By the 1820s Schubert was making some money from his compositions and was also part of a close-knit circle of artists and students who gathered regularly for “Schubertiaden.” However, starting in 1823, Schubert suffered from a number of hardships, most difficult of which was the illness (likely syphilis) that struck the young composer at the end of 1822. Despite this, Schubert’s music never stopped, and in fact progressed greatly as he grew sicker.

Schubert hadn’t written string quartets since his teens but began writing them again in the 1820s. Perhaps, as music historian Homer Ulrich suggests, the genre offered him a medium to marry his lyricism and dramatic intensions in a form that allowed “extreme color contrasts.” String Quartet No. 14, “Death and the Maiden,” is one of the pillars of the chamber music repertoire. Writing in 1824, Schubert did what many great composers do: he borrowed from himself. The quartet is titled for the second movement’s theme, taken from the song “Der Tod und das Mädchen,” written seven years earlier. The theme runs all the way through the quartet.

The first movement, an Allegro, sets the stage with typical major-minor instability and explosive outbursts.

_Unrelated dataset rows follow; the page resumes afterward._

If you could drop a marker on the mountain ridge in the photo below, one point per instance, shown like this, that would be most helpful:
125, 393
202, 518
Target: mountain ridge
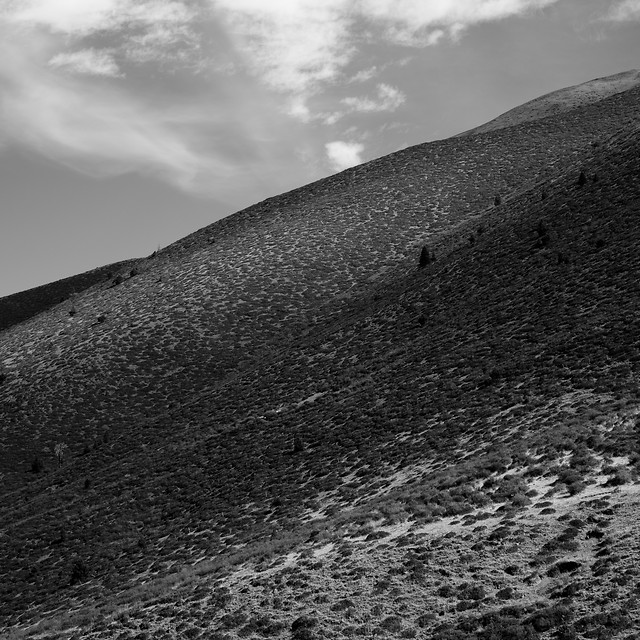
431, 408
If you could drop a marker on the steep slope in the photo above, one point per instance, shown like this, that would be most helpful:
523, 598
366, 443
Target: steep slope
217, 302
563, 100
21, 306
434, 393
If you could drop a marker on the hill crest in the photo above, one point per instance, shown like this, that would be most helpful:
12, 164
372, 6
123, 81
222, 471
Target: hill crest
562, 100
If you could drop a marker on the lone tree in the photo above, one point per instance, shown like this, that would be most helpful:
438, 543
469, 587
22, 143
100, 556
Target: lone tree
425, 257
59, 450
298, 445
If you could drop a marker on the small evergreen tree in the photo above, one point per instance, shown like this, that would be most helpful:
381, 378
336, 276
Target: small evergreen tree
582, 179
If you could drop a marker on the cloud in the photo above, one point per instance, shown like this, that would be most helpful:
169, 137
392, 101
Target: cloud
140, 31
300, 46
388, 99
343, 155
87, 61
93, 127
224, 83
218, 145
624, 11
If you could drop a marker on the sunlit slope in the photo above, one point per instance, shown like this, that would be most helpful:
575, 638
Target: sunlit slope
562, 100
528, 316
218, 301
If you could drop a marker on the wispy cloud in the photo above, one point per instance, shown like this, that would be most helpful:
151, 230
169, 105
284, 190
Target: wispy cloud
343, 155
186, 89
299, 46
624, 11
388, 98
87, 61
69, 118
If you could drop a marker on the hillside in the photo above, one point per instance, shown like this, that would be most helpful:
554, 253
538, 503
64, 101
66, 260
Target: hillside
562, 100
23, 305
281, 426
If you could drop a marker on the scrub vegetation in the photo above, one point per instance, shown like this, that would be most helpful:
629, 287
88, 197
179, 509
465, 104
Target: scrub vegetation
382, 405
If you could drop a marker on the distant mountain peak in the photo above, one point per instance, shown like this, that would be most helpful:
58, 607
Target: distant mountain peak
562, 100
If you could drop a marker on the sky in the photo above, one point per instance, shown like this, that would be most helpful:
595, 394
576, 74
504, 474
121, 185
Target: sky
127, 124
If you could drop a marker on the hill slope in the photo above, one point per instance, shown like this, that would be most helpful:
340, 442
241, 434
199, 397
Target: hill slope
376, 413
217, 301
562, 100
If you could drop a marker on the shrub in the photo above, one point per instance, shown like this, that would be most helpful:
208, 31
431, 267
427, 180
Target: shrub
301, 628
391, 623
505, 594
425, 257
79, 571
37, 466
618, 476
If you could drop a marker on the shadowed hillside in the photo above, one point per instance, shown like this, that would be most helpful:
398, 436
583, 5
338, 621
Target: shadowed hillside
283, 426
24, 305
213, 303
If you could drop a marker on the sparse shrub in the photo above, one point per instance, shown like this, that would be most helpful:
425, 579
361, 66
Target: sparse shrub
618, 476
550, 617
37, 466
301, 628
425, 257
582, 179
425, 619
298, 445
79, 571
392, 624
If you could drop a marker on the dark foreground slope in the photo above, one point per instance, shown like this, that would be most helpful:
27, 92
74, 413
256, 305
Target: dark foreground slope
431, 412
21, 306
120, 358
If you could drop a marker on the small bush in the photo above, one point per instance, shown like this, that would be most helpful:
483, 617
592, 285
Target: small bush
79, 571
425, 257
301, 628
37, 466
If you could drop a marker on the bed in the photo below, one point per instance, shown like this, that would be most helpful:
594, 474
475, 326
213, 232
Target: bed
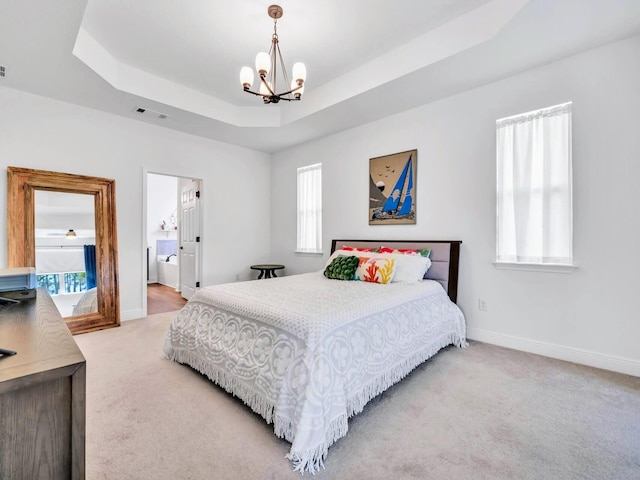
307, 352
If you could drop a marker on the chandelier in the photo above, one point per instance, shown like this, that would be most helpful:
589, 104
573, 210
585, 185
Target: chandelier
266, 66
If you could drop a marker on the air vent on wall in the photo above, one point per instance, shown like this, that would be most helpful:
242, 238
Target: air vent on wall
150, 113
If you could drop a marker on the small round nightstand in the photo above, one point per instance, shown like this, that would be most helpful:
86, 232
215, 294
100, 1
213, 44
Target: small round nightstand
267, 270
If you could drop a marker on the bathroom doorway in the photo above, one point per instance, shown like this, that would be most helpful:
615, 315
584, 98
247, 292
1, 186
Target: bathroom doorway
166, 271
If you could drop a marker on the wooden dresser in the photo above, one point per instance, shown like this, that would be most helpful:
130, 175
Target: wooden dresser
42, 394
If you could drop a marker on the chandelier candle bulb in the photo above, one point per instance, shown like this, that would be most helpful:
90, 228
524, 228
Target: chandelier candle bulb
263, 62
246, 77
299, 72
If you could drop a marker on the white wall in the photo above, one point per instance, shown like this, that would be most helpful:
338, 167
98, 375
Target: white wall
37, 132
589, 316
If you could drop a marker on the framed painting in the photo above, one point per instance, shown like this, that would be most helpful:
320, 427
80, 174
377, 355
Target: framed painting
392, 189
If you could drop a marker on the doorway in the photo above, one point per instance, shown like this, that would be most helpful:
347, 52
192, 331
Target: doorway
172, 242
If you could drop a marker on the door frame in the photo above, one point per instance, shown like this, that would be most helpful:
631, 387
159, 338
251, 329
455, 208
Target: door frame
201, 220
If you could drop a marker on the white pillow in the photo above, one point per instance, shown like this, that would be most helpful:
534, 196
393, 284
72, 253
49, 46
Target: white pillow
409, 268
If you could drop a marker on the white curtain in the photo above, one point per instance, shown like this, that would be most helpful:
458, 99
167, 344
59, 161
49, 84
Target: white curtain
310, 209
534, 218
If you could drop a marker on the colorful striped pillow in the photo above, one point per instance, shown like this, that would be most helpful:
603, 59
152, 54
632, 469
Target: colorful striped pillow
376, 270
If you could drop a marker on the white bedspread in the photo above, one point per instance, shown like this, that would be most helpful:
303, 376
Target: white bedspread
307, 353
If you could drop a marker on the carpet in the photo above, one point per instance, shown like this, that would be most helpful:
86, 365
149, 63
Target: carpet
483, 412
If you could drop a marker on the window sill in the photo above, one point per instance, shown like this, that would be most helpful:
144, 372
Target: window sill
309, 254
536, 267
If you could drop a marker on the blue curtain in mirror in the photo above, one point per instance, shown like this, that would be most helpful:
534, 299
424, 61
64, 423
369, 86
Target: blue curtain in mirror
90, 265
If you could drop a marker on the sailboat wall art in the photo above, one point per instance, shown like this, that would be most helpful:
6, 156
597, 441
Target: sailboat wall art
392, 189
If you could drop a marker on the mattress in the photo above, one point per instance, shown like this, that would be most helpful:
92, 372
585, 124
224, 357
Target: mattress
307, 353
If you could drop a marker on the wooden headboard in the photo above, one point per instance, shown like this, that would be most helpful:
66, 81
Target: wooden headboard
445, 257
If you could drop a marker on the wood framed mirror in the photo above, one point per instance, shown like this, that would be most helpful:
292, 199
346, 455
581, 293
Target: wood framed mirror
22, 184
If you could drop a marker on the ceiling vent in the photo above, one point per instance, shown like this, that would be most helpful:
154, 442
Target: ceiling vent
150, 113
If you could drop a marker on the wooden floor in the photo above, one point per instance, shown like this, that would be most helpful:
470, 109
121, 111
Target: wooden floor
161, 298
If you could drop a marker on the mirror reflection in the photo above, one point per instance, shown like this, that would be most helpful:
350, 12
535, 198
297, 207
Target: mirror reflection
65, 238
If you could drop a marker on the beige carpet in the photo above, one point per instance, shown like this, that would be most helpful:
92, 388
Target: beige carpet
483, 412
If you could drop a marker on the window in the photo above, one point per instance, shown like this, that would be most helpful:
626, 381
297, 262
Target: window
61, 283
310, 209
534, 203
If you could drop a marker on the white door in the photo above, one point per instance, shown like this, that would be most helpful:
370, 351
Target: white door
190, 238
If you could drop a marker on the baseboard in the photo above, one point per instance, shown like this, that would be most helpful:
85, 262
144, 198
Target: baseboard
583, 357
131, 314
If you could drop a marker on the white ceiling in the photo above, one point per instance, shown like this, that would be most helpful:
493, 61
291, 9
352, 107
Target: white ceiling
365, 59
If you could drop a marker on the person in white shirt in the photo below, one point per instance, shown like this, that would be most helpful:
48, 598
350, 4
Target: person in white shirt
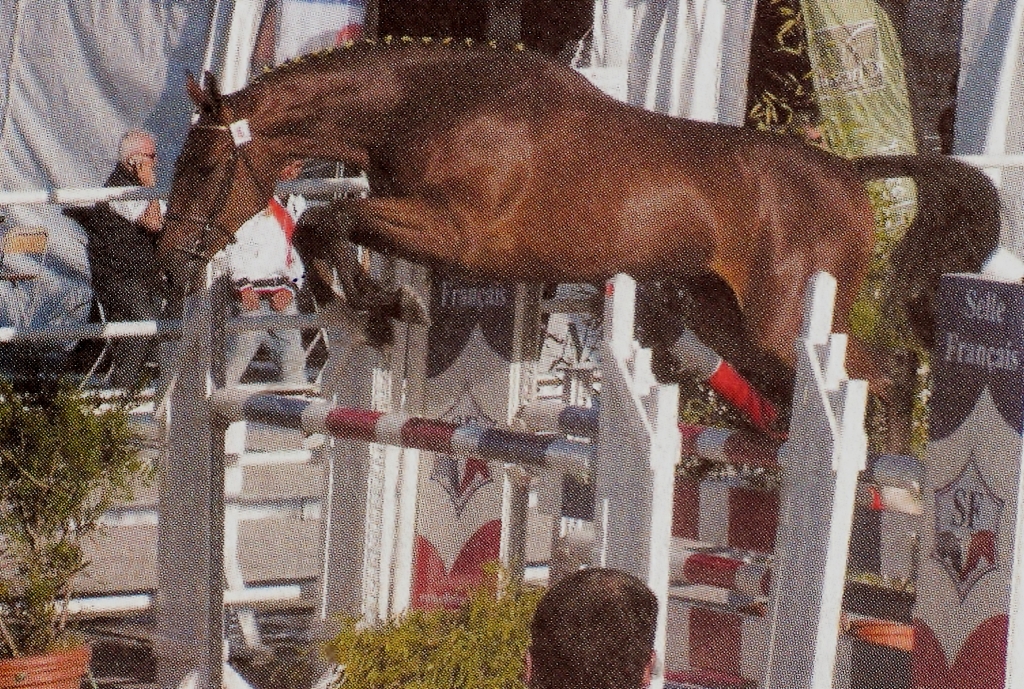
266, 272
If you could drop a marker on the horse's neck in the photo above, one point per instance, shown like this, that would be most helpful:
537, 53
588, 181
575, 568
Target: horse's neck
334, 114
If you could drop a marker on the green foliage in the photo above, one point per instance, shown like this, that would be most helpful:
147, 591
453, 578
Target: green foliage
64, 462
479, 646
701, 406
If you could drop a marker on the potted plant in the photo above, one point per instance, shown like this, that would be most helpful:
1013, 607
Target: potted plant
64, 461
479, 646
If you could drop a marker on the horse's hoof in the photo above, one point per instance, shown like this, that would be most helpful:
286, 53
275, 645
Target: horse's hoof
411, 307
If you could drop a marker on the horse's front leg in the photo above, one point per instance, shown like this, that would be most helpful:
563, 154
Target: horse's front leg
322, 237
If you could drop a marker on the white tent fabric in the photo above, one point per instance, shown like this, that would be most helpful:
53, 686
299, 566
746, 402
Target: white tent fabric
683, 57
990, 99
75, 76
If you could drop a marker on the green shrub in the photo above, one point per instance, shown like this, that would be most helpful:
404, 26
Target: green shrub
479, 646
64, 461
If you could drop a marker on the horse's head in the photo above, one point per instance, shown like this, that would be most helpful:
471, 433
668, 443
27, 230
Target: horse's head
220, 181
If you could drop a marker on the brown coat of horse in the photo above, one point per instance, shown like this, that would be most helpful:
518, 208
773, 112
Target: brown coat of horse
511, 167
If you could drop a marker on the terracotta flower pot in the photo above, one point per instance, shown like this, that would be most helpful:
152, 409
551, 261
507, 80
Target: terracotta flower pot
884, 633
60, 670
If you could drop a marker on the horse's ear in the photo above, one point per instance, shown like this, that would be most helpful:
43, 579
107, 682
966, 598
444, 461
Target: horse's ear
212, 90
208, 99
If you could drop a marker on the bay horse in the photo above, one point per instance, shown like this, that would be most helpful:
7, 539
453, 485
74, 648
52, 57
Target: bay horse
510, 167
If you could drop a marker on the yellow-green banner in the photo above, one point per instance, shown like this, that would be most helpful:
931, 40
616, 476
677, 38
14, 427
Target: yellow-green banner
858, 78
861, 92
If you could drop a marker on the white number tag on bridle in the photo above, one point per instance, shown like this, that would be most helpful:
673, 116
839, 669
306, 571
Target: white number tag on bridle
240, 132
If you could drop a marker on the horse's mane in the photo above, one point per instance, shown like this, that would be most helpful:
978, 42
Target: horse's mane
350, 48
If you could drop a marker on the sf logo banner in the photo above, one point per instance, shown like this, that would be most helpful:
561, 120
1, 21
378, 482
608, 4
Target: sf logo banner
967, 528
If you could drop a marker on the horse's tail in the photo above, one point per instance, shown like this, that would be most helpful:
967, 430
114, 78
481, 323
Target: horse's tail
955, 229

After a somber, chorale-like beginning to the Andante con moto, variations appear, using the “Death and the Maiden” accompaniment to dramatic effect. In the third movement, a Scherzo, the quartet is split into a high and low call-and-response, while a heavy dotted rhythmic figure dominates. The Trio that interrupts the movement is a breath of warm air that blows in and then dissipates as the Scherzo’s dark waltz returns.

The finale is a raging rondo that keeps the dotted rhythm from the Scherzo movement as it turns around and around in a traditional dance form called the tarantella. Schubert’s brilliant lyricism stands out even in the frantic movement – there are brief moments of respite within the fray where we hear longing sighs and reflective thoughts. The tarantella was traditionally thought to be a dance to ward off madness and death and at this late point in the composer’s life he was certainly grappling with these big themes – death, spirituality, inner struggle. The finale ends after breakneck runs and two short chords. The “Death and the Maiden” Quartet was first played in 1826 in a private home and wasn’t published until 1831, three years after Schubert’s death.